Tendo à frente esses dados, seria coerente imaginar que se trataria apenas de simulação do paciente. No entanto, alguns estados histéricos, se fossem simulados, causariam tal fadiga corporal que rapidamente o doente desistiria de seus "sintomas". Além disso, não era possível tantos casos de simulação, como os observados na Salpêtrière. Havia, portanto, algum fenômeno a ser entendido e talvez, até aquele momento, negligenciado pela Medicina.

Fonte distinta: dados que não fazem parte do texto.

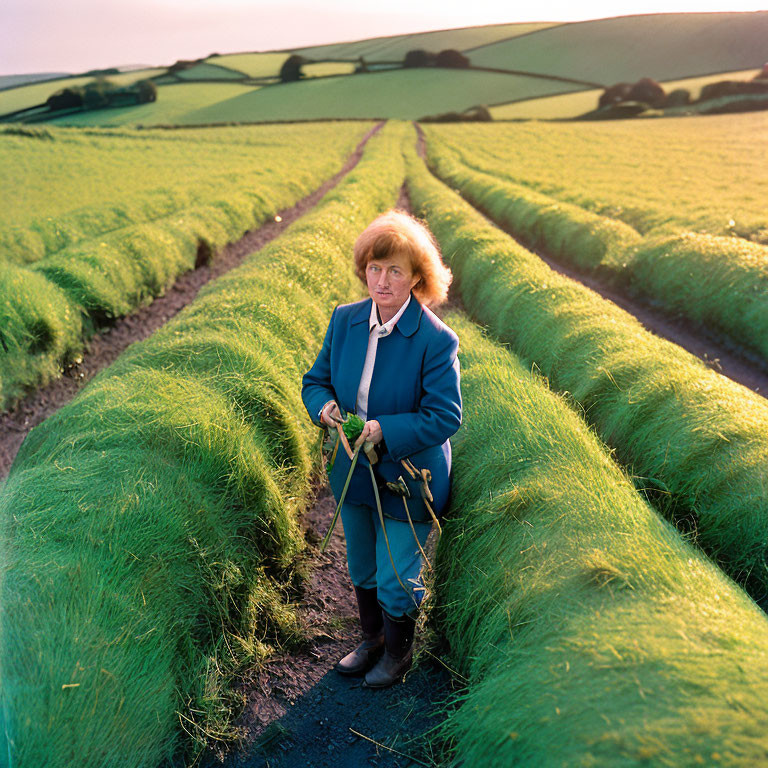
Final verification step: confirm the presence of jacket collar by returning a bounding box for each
[351,291,422,336]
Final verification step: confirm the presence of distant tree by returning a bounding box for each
[83,77,117,109]
[664,88,691,107]
[623,77,667,107]
[418,104,493,123]
[597,83,632,109]
[83,67,120,77]
[168,59,200,75]
[403,48,435,67]
[464,104,493,123]
[280,53,307,83]
[45,88,83,112]
[435,48,469,69]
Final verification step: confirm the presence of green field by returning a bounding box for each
[0,123,368,408]
[424,112,768,242]
[491,69,760,120]
[206,53,290,77]
[472,11,768,85]
[294,22,556,61]
[0,69,165,115]
[177,62,245,80]
[172,69,579,123]
[0,11,768,768]
[48,82,259,126]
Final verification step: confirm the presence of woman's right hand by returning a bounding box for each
[320,400,343,429]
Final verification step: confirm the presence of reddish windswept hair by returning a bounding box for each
[354,208,453,307]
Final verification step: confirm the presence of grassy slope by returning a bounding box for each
[43,83,258,125]
[491,69,760,120]
[295,22,558,61]
[178,69,576,123]
[425,112,768,239]
[0,68,165,115]
[178,62,245,80]
[472,11,768,85]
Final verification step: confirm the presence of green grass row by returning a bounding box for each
[0,123,367,264]
[405,136,768,598]
[429,131,768,361]
[0,120,404,768]
[432,312,768,768]
[423,118,768,243]
[0,125,368,408]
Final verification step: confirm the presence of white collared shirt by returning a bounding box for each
[357,294,411,421]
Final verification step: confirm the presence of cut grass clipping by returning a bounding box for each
[404,142,768,600]
[0,120,404,768]
[429,128,768,361]
[432,313,768,768]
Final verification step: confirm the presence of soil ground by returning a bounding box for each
[192,186,462,768]
[6,124,768,768]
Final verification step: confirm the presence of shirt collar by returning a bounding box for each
[368,294,411,338]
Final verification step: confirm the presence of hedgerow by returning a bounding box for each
[0,120,403,768]
[0,126,372,408]
[432,312,768,768]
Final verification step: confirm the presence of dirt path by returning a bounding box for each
[0,121,384,480]
[414,123,768,397]
[190,185,461,768]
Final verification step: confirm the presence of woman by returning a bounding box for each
[302,210,461,688]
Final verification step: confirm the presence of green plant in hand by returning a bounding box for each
[341,413,365,445]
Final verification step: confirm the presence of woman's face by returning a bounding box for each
[365,248,419,323]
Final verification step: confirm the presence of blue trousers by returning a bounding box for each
[341,501,432,618]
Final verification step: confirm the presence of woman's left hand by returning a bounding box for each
[355,419,384,448]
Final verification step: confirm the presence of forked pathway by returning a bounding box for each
[0,121,384,480]
[188,187,461,768]
[414,123,768,397]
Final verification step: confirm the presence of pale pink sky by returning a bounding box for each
[0,0,768,75]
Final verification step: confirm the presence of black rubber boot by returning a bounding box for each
[336,585,384,675]
[364,611,416,688]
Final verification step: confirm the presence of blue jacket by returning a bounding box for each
[301,293,461,521]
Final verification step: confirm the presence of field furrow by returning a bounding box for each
[406,132,768,599]
[420,128,768,366]
[0,125,370,409]
[433,310,768,768]
[0,120,403,768]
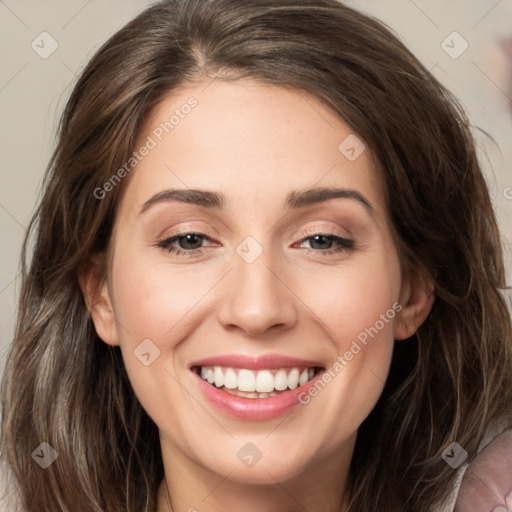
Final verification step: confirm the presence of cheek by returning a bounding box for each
[109,249,217,348]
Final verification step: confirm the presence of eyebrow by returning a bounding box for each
[139,187,375,217]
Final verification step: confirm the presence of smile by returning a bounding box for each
[190,354,325,421]
[197,366,317,398]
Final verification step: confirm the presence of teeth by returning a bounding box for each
[256,370,274,393]
[224,368,238,389]
[237,370,256,391]
[288,368,299,389]
[200,366,315,392]
[274,370,288,391]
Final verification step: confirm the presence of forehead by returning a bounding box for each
[119,79,384,219]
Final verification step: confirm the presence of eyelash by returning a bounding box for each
[158,231,355,257]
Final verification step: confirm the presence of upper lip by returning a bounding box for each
[190,354,322,370]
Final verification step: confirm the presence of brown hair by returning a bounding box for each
[1,0,512,512]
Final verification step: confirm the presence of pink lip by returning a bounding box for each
[190,354,322,370]
[191,355,323,421]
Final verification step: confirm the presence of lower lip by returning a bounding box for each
[193,372,322,421]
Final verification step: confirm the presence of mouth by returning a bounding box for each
[192,366,321,399]
[190,355,325,421]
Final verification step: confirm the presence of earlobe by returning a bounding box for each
[78,255,119,346]
[394,275,435,340]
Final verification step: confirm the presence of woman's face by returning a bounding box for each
[94,80,424,483]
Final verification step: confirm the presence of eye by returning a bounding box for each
[299,233,354,254]
[158,233,212,256]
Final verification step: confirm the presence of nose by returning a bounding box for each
[217,247,298,336]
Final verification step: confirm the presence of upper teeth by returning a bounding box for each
[201,366,315,393]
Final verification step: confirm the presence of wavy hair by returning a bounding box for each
[1,0,512,512]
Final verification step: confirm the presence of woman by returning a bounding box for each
[2,0,512,512]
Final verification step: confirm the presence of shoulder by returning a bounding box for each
[454,429,512,512]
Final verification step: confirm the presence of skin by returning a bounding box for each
[454,430,512,512]
[81,79,434,512]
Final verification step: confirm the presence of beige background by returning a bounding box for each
[0,0,512,380]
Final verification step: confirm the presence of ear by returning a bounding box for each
[394,273,435,340]
[78,254,119,346]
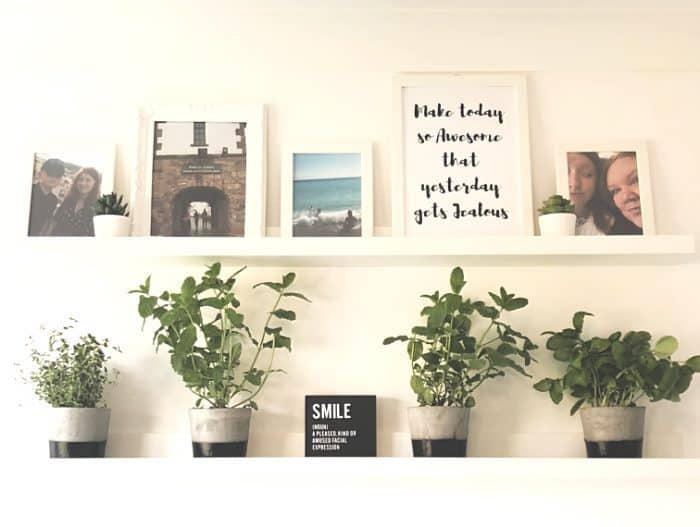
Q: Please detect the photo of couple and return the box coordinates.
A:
[28,154,112,236]
[560,151,650,236]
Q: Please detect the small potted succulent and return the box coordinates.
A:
[534,311,700,458]
[19,319,120,458]
[384,267,537,457]
[130,262,309,457]
[93,192,130,238]
[537,194,576,236]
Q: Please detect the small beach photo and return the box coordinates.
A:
[292,152,363,237]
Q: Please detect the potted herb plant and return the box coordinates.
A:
[23,319,120,458]
[384,267,537,457]
[537,194,576,236]
[93,192,130,238]
[534,311,700,458]
[130,262,309,457]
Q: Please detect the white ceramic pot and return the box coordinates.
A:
[408,406,469,457]
[581,406,645,458]
[189,408,253,457]
[93,214,131,238]
[539,212,576,236]
[48,408,111,457]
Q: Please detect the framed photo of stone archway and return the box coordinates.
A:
[280,143,374,238]
[132,105,266,238]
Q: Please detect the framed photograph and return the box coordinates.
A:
[392,73,533,237]
[27,145,115,236]
[280,143,374,237]
[556,141,656,236]
[134,105,266,238]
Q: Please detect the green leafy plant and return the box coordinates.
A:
[130,262,310,409]
[537,194,574,216]
[534,311,700,415]
[95,192,129,216]
[22,319,121,408]
[384,267,537,408]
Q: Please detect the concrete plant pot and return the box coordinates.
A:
[48,408,111,458]
[581,406,645,458]
[92,214,131,238]
[408,406,469,457]
[189,408,253,457]
[539,212,576,236]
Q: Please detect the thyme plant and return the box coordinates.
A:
[384,267,537,408]
[130,262,310,409]
[534,311,700,415]
[22,319,121,408]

Parecia não haver dúvidas de que existiam paralisias cuja origem não podia ser creditada ao físico. O mestre Charcot já o teria mostrado. Ainda nesse trabalho, Freud esboça uma explicação para a dinâmica psicológica da formação sintomática do distúrbio. Todo o psiquismo seria revestido de cargas afetivas às quais o ego deveria encaminhar-se convenientemente, ou por meios motores, ou por encadeamentos mentais. Se o indivíduo fosse incapaz de eliminar as cargas afetivas, essas formariam um precipitado mental _ como um corpo estranho - que futuramente desencadearia algum sintoma. A grande novidade desse trabalho é o rascunho de uma explicação de como um afeto poderia sedimentar-se no sistema nervoso e desencadear um sintoma físico facilmente observável.
Ainda que as explicações psicodinâmicas para a histeria prevalecessem na primeira fase do pensamento freudiano, permanecia em aberto o papel da hereditariedade na causação das neuroses. Também como um dos frutos de sua passagem pelo Salpêtrière, Freud dedicar-se-ia à questão da hereditariedade dos distúrbios mentais, um tema indispensável aos médicos do final do século XIX. Mesmo que houvesse uma dinâmica mental inconsciente subjacente à histeria, a qual Freud perseguia, tudo indicava que essa forma de funcionamento mental era determinada hereditariamente, aliás, como acreditava Charcot.
Nesse momento, a ciência da hereditariedade despontava na Medicina como uma grande promessa no controle epidemiológico da loucura e da "degeneração". Um bom exemplo era Francis Galton, um primo de Charles Darwin, que, em 1869, propôs que o Estado regulamentasse os casamentos como meio de garantir que, dessas uniões, fossem gerados os melhores descendentes humanos, tanto para o Estado quanto para a própria coesão da estrutura familiar, o que representaria, entre outras vantagens, um ganho econômico para a nação. Com essa prática, no longo prazo, a "raça humana" desenvolver-se-ia biologicamente, chegando futuramente a um estágio superior de evolução. Utópico, mas prestigiado no meio científico europeu, o inglês dizia que teria comprovado, através do estudo de genealogias de famílias ilustres inglesas, que a loucura e a inteligência eram categorias hereditárias. Galton seguia duas regras simples: 1) Os "melhores indivíduos" reproduziriam os melhores descendentes; 2) A mistura dos "bem-dotados" com os "degenerados" poderia macular os bons exemplares raciais. Poucos contestavam essas premissas (Masiero, 2002).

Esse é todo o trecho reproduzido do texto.